The origin of high heels

For generations they have signified femininity and glamour - but a pair of high heels was once an essential accessory for men.

Beautiful, provocative, sexy - high heels may be all these things and more, but even their most ardent fans wouldn't claim they were practical.

 

 

"The high heel was worn for centuries throughout the near east as a form of riding footwear," says Elizabeth Semmelhack of the Bata Shoe Museum in Toronto.

Good horsemanship was essential to the fighting styles of the Persia - the historical name for modern-day Iran.

"When the soldier stood up in his stirrups, the heel helped him to secure his stance so that he could shoot his bow and arrow more effectively," says Semmelhack.

At the end of the 16th Century, Persia's Shah Abbas I had the largest cavalry in the world. He was keen to forge links with rulers in Western Europe to help him defeat his great enemy, the Ottoman Empire.

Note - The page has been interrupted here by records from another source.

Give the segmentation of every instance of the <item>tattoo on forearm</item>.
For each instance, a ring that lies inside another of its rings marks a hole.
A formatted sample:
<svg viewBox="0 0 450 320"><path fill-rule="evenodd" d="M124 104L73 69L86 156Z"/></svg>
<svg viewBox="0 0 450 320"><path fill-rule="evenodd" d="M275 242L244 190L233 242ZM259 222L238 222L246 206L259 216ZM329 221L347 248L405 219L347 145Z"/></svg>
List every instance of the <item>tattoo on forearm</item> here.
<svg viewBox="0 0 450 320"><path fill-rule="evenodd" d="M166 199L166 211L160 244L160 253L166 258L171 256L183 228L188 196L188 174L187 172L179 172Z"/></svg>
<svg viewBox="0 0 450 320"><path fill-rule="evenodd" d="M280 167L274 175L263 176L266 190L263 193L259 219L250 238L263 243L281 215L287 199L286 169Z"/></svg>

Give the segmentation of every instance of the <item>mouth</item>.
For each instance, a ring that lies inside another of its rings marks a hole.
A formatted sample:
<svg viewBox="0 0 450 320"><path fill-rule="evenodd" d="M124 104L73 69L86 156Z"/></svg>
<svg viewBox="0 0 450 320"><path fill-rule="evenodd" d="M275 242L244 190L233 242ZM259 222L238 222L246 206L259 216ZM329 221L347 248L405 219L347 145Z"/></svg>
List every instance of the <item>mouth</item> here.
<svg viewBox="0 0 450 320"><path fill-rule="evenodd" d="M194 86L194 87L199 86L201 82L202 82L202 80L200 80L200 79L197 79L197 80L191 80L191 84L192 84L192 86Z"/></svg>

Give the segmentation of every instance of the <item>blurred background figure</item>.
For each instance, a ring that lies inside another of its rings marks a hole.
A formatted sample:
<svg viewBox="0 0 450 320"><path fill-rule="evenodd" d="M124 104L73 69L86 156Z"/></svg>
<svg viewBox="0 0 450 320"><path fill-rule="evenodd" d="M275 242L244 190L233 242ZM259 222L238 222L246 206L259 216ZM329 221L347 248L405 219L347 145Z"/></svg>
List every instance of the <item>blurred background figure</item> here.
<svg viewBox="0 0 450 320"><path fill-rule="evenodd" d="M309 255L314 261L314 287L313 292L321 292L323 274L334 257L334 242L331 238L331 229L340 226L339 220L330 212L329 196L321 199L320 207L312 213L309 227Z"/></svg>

So in 1599, Abbas sent the first Persian diplomatic mission to Europe - it called on the courts of Russia, Germany and Spain.

A wave of interest in all things Persian passed through Western Europe. Persian style shoes were enthusiastically adopted by aristocrats, who sought to give their appearance a virile, masculine edge that, it suddenly seemed, only heeled shoes could supply.

As the wearing of heels filtered into the lower ranks of society, the aristocracy responded by dramatically increasing the height of their shoes - and the high heel was born.

In the muddy, rutted streets of 17th Century Europe, these new shoes had no utility value whatsoever - but that was the point.

"One of the best ways that status can be conveyed is through impracticality," says Semmelhack, adding that the upper classes have always used impractical, uncomfortable and luxurious clothing to announce their privileged status.

"They aren't in the fields working and they don't have to walk far."

When it comes to history's most notable shoe collectors, the Imelda Marcos of his day was arguably Louis XIV of France. For a great king, he was rather diminutively proportioned at only 5ft 4in (1.63m).

He supplemented his stature by a further 4in (10cm) with heels, often elaborately decorated with depictions of battle scenes.

The heels and soles were always red - the dye was expensive and carried a martial overtone. The fashion soon spread overseas - Charles II of England's coronation portrait of 1661 features him wearing a pair of enormous red, French style heels - although he was over 6ft (1.85m) to begin with.

In the 1670s, Louis XIV issued an edict that only members of his court were allowed to wear red heels. In theory, all anyone in French society had to do to check whether someone was in favour with the king was to glance downwards. In practice, unauthorised, imitation heels were available.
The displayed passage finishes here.